The story is different for Slaughter and May.

“In London, Slaughter and May is known as the firm that refused to globalise, or to accept branding developments at a time when its rivals rushed towards globalisation, stealing ideas from other, less traditional, professional service industries along the way. For any other law firm, this refusal to move with the times would have sounded its death knell or it would simply have been absorbed into a larger consolidator,” Faelten et al. write. “The secret of Slaughter and May’s success is that it advises more of the UK’s FTSE 100 and 250 companies than any of its rivals, giving it an in-built advantage over the competition.

“As other firms rushed to find international partners, lawyers at Slaughter and May saw the cultures of their rivals being diluted and decided that, as long they did not have to, they did not need to merge. As a result of this vote of independence – or, indeed, in spite of it – Slaughter and May has consistently been the most profitable among major European law firms. It has managed to keep its top-notch client base and, perhaps most importantly for those who control the business, its culture.”


It is therefore important, when considering whether to stay single, to give a deep thought to your company’s culture and what your company stands for, as well as the other company’s culture and what they stand for. And at the end, you calculate your potential gain or loss before a corporate marriage.

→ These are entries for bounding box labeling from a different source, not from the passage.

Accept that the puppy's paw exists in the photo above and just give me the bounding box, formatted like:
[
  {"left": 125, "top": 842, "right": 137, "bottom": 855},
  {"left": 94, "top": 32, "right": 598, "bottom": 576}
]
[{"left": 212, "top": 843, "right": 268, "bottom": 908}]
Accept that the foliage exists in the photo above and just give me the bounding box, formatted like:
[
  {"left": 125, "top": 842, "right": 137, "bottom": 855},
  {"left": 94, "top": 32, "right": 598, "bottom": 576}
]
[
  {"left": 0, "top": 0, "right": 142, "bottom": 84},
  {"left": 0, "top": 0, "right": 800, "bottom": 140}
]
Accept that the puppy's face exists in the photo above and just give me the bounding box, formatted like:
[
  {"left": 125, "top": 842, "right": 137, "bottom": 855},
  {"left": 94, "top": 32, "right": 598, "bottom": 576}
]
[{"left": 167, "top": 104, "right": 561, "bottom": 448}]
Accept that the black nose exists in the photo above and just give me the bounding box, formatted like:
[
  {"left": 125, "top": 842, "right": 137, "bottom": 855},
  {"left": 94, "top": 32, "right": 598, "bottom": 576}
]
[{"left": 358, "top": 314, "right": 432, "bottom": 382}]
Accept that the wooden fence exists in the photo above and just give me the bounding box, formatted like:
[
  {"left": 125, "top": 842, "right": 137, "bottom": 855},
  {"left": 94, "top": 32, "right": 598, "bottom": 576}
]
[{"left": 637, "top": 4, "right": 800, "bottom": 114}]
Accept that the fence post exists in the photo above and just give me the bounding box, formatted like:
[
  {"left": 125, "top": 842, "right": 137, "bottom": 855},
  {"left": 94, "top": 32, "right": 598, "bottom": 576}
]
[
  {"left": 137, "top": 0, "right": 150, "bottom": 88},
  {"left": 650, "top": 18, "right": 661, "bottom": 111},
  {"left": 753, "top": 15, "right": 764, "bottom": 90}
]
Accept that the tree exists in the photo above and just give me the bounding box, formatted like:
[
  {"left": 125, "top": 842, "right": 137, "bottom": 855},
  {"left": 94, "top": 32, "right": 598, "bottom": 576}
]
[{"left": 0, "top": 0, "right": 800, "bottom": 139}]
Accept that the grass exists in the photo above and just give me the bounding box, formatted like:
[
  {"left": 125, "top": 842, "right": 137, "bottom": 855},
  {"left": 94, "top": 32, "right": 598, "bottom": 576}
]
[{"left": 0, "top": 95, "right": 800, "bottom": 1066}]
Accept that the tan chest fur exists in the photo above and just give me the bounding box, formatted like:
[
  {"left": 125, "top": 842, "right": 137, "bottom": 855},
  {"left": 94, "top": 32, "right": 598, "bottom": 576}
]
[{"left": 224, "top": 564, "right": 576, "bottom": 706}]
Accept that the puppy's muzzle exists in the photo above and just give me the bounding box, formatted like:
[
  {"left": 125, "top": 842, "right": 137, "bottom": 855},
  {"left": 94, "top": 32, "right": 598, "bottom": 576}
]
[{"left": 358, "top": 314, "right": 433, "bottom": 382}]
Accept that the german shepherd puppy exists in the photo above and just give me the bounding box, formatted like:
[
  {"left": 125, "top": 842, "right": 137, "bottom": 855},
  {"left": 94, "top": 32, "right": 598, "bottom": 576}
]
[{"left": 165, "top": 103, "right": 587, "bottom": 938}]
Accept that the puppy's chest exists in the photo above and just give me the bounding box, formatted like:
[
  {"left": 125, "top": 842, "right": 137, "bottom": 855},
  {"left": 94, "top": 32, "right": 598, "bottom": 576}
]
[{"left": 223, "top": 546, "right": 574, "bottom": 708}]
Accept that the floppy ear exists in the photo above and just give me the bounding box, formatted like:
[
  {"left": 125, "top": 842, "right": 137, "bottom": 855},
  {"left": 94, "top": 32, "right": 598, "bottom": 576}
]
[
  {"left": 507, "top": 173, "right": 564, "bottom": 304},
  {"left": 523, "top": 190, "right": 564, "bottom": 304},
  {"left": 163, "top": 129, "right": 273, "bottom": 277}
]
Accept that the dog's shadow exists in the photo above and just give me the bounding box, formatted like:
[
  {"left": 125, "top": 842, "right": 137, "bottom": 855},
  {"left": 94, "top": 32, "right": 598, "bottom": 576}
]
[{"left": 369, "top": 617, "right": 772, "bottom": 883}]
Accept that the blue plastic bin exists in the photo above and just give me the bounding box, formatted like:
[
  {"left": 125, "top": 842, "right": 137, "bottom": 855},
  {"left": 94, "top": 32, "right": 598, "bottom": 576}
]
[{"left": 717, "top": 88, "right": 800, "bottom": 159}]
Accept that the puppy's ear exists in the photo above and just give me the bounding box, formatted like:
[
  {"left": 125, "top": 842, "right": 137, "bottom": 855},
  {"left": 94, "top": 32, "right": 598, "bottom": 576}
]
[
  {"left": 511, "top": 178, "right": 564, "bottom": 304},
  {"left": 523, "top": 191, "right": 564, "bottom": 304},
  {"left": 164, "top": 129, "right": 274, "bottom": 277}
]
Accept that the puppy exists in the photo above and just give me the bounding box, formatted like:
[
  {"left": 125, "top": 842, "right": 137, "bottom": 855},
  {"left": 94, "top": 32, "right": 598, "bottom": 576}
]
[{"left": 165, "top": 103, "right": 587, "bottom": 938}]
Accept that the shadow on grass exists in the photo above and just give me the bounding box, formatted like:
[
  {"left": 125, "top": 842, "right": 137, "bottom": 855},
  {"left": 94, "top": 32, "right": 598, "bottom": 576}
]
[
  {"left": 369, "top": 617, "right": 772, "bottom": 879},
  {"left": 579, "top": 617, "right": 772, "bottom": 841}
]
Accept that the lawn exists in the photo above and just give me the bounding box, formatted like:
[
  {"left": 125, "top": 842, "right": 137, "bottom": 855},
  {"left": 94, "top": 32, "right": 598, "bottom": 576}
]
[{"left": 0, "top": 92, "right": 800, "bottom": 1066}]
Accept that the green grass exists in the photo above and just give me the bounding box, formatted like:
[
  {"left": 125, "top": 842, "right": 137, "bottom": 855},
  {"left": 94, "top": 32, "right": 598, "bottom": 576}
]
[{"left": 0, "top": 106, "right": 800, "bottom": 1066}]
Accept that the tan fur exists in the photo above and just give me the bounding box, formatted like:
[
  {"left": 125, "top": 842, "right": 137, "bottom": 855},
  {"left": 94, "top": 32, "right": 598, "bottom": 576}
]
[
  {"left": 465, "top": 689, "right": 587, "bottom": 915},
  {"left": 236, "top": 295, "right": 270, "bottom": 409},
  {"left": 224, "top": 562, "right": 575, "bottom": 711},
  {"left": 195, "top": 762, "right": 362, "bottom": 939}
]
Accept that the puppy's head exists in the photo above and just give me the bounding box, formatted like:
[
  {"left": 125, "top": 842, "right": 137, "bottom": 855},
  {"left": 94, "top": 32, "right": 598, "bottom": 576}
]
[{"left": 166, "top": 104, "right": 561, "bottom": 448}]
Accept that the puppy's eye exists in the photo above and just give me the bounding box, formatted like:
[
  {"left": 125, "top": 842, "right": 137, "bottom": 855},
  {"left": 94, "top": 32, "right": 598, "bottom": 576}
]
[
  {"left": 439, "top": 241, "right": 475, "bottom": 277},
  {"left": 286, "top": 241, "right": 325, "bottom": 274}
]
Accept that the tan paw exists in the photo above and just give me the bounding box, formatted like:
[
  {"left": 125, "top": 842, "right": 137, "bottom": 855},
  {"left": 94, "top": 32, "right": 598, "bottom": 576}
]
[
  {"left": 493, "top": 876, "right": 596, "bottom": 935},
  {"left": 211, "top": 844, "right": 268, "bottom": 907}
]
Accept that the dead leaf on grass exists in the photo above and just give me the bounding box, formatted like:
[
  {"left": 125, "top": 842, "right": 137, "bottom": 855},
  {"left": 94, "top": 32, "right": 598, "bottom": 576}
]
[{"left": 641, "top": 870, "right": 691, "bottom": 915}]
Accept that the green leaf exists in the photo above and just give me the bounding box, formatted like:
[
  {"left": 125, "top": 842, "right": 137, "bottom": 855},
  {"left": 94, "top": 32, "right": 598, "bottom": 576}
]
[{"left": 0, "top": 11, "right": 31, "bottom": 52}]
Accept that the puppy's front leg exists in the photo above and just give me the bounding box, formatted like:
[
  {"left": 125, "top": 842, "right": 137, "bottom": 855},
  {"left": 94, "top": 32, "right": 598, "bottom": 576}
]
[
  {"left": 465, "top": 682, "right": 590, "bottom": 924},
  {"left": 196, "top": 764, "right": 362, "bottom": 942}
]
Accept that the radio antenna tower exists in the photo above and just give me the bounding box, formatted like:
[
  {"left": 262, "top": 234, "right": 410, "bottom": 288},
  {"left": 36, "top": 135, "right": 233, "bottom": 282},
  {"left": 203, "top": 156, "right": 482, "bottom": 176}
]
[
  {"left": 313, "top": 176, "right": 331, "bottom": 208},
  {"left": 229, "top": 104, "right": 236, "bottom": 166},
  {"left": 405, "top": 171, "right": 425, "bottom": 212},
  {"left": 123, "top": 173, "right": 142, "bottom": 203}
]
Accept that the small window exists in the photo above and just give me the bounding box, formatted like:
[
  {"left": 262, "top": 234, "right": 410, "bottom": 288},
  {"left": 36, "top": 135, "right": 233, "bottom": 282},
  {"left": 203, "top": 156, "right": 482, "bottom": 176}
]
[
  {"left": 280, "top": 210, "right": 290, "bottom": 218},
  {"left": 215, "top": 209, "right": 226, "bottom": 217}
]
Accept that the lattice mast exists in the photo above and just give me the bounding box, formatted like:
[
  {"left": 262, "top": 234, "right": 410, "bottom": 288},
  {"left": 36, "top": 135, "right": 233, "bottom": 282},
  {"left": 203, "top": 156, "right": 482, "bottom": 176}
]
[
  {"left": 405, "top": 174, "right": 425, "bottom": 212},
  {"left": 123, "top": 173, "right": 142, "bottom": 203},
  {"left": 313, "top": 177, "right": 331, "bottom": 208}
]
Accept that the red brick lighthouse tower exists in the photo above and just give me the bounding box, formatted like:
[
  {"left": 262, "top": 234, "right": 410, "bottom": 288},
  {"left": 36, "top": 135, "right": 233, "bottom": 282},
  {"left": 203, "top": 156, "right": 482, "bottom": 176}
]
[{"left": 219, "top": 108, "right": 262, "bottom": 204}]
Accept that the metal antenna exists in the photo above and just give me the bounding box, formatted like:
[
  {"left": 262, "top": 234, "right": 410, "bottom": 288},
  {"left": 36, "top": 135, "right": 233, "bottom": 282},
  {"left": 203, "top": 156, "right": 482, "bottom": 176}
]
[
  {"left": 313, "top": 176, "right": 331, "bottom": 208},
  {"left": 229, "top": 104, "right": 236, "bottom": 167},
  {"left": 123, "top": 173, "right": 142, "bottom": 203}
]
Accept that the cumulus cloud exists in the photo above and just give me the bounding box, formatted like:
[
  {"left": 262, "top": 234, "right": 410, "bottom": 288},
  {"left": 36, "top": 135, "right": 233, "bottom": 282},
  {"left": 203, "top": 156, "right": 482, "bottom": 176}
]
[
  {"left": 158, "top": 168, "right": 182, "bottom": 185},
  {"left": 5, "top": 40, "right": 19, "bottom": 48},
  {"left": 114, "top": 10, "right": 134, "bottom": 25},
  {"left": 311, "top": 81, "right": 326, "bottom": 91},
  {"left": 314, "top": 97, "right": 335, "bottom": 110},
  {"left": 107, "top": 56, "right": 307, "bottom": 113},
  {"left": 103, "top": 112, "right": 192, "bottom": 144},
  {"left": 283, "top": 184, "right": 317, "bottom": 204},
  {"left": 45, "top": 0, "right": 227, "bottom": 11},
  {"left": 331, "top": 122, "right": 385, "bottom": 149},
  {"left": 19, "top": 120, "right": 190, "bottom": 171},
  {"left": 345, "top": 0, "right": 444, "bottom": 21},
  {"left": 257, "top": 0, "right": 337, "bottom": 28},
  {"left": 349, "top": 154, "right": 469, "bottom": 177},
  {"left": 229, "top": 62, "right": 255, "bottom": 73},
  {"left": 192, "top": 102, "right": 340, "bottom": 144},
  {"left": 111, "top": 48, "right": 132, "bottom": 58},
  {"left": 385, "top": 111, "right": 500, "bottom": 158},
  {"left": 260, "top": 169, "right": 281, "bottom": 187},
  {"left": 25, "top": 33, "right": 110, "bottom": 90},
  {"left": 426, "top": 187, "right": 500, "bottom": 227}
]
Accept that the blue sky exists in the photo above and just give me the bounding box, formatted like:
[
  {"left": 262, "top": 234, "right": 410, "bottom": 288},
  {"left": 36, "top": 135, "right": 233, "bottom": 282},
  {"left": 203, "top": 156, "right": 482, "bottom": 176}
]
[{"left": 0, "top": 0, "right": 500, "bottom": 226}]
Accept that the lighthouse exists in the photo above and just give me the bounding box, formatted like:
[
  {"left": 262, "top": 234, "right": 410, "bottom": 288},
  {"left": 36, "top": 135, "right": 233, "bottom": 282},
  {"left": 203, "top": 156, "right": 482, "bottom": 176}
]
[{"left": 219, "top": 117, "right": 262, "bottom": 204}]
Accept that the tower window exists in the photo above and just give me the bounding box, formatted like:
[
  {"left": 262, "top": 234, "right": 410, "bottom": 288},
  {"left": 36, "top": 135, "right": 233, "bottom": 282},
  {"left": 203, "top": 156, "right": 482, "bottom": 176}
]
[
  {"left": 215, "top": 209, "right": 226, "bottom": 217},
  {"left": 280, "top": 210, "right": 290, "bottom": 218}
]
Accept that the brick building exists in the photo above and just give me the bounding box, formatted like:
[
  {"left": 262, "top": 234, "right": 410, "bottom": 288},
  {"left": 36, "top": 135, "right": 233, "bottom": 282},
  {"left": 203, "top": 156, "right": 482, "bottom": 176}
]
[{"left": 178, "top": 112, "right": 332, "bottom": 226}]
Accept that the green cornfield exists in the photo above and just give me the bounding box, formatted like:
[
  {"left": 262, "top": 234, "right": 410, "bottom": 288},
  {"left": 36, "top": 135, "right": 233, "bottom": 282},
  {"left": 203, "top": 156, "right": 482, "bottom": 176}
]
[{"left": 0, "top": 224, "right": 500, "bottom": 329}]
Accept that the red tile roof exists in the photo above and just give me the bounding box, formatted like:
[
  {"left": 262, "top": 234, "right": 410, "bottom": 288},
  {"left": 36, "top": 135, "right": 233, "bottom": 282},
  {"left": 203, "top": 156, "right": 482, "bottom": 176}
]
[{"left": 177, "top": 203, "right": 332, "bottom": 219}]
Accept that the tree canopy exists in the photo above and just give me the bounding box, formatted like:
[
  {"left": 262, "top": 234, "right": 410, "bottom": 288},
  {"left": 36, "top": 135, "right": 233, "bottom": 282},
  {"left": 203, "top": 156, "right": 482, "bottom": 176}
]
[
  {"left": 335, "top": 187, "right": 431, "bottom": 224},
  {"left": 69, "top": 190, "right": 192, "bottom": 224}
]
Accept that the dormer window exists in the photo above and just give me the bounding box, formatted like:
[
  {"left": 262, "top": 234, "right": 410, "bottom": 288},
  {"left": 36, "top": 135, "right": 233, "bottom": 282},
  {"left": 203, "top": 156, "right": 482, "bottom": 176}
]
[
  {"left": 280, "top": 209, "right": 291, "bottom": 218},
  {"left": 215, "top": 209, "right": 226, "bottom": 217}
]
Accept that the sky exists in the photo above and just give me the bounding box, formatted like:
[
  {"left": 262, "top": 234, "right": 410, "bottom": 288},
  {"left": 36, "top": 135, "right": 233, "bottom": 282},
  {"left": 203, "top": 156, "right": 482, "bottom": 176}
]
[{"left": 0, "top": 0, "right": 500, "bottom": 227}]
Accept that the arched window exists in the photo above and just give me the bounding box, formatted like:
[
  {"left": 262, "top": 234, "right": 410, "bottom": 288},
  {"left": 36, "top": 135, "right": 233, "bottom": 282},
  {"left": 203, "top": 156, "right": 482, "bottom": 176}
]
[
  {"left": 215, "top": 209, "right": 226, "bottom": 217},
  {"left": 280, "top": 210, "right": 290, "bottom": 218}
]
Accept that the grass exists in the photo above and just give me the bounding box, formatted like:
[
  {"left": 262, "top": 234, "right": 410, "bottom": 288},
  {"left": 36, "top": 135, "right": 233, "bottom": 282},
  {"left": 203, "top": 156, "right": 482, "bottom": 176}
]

Finally, an important point to note is that staying single may just mean you have to change yourself. Berkshire Hathaway changed its business industry from textile to insurance and investment sector. It was one of the most successful crossovers in the U. S. business history.


The choice to stay single, as seen above, is like a battle. However, choosing to enter a relationship is the entire war. So before going into war, it is simply wise to consider available alternatives.